Thursday, July 2, 2009

Kidnapping or Adoption?

A "TV expert" attorney commenting on the custody possibilities for the Michael Jackson children, particularly whether Debbie Rowe would have a shot at custody....said that it does not matter if Jackson was nether their biological father or adoptive father of any of the children. He has raised them and that makes them his. HUH?? Does she as an attorney really equate children to possessions? Does the law? Even so, does the law now uphold the schoolyard rule of law: finder jeepers, losers weepers?

Applying the "possession is 9/10ths of the law" rule to children is not only gross and clearly makes property of them - as in slaves (even if their "job" is only to look cute) - it also suggests that the dame would apply for any kidnapper...thus bringing us full circle right back to the start of this post...

Online Legal Dictionary defines kidnapping as:
The crime of unlawfully seizing and carrying away a person by force or Fraud, or seizing and detaining a person against his or her will with an intent to carry that person away at a later time....

As for punishment it says:
A person who is convicted of kidnapping is usually sentenced to prison for a certain number of years.
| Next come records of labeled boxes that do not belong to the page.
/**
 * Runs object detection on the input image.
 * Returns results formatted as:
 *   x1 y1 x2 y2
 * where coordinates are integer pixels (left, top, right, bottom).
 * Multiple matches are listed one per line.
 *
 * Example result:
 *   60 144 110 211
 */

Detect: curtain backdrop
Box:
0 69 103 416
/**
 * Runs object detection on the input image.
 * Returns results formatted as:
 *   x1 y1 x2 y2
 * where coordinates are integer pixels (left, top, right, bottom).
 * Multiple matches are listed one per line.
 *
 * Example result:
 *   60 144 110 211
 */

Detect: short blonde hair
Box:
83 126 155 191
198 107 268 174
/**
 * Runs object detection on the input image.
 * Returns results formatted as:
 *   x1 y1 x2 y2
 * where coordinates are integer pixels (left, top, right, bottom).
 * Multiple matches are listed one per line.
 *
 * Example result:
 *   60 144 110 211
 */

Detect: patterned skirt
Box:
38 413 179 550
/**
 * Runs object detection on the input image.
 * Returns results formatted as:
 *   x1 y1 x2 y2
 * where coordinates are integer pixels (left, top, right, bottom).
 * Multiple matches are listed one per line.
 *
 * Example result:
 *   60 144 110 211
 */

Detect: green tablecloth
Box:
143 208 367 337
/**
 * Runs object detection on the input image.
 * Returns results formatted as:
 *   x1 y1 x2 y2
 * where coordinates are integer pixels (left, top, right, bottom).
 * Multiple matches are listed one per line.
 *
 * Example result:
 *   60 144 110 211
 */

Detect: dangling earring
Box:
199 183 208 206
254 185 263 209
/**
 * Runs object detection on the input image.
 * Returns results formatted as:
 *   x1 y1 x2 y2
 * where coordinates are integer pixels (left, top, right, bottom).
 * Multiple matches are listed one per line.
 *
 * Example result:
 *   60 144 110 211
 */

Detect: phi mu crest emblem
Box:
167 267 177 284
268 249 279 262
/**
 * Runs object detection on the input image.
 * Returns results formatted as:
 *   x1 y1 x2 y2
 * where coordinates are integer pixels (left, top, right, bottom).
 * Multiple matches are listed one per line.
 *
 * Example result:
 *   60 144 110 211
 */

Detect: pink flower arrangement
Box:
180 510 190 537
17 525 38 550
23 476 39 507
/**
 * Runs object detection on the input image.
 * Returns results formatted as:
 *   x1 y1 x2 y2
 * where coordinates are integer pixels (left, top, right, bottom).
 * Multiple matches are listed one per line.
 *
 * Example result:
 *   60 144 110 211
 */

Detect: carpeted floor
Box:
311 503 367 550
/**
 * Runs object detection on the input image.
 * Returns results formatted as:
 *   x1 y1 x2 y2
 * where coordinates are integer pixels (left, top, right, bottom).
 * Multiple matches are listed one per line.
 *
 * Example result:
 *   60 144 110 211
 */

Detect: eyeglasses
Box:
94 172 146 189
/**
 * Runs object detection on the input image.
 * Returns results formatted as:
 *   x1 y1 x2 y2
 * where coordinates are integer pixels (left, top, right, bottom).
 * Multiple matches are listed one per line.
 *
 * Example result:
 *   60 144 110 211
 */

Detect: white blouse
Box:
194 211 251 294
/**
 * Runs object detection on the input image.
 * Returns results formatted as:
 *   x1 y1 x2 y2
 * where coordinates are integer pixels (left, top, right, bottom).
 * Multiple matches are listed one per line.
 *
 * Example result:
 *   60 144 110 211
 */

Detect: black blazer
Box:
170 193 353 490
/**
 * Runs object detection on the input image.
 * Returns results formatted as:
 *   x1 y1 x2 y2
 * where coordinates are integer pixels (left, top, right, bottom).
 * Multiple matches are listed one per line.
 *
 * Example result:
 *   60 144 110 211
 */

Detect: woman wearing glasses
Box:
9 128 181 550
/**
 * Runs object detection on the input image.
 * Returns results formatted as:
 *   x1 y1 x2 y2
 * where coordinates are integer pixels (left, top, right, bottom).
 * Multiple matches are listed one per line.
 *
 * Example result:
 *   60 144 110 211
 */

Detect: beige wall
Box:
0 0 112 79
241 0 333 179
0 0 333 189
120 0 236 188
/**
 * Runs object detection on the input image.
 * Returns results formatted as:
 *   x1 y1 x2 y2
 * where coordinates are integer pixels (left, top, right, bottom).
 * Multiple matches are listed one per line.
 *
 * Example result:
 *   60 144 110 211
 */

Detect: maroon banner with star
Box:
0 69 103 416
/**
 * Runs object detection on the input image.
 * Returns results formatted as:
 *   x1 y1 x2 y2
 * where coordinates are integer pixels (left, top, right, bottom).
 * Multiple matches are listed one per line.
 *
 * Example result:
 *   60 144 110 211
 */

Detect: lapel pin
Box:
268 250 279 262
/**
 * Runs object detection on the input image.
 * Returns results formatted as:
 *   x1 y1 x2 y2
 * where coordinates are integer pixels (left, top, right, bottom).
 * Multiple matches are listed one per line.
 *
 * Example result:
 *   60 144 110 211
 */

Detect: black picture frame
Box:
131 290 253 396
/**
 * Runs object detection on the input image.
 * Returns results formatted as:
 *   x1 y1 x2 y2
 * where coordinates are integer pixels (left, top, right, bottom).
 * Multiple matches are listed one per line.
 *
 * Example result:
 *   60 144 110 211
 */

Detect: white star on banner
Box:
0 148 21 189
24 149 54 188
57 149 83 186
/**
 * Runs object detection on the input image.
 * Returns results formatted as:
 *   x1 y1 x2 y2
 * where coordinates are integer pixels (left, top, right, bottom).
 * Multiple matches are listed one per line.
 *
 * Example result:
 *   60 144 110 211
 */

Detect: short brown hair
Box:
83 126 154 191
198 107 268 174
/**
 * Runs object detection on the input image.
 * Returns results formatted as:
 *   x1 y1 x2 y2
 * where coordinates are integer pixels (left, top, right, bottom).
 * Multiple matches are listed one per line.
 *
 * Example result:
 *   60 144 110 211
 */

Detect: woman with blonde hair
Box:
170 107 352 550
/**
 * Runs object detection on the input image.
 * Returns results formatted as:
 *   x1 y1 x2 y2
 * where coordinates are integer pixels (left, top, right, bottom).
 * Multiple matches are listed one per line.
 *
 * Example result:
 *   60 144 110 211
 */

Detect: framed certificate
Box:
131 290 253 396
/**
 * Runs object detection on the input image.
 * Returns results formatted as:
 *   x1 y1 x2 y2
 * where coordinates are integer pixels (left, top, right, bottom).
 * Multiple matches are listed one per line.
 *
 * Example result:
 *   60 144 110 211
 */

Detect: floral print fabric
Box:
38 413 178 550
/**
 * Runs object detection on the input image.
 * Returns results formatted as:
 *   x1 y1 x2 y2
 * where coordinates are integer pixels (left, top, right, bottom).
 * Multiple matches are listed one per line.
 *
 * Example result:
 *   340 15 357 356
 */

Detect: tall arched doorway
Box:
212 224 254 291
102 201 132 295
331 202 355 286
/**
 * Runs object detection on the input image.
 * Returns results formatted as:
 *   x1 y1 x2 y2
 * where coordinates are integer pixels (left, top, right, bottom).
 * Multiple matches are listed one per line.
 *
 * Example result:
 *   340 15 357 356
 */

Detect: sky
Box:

In some states, and at the federal level, the term of imprisonment may be the remainder of the offender's natural life. In jurisdictions that authorize the death penalty, a kidnapper is charged with a capital offense if the kidnapping results in death. Kidnapping is so severely punished because it is a dreaded offense. It usually occurs in connection with another criminal offense, or underlying crime.
I cannot help but think pedophiles such as Peckenpaugh, Mancusco and now social worker Frank Lombard - all of whim "adopted" children with the sole intent and purpose of using them as sex slaves. Why is this still called adoption and not what it is: kidnapping? Even Joel Steinberg who "adopted" two kids but never filed for their adoption and abused both, killing one...was never charged with kidnapping - or murder - and all throughout the case it was referred to as an "illegal adoption'" instead of a kidnapping.

And now of course we have as many as a thousand children in this country who were "adopted" from Guatemala, any number of whom very well may have been kidnapped with no one investigating. See also: DNA.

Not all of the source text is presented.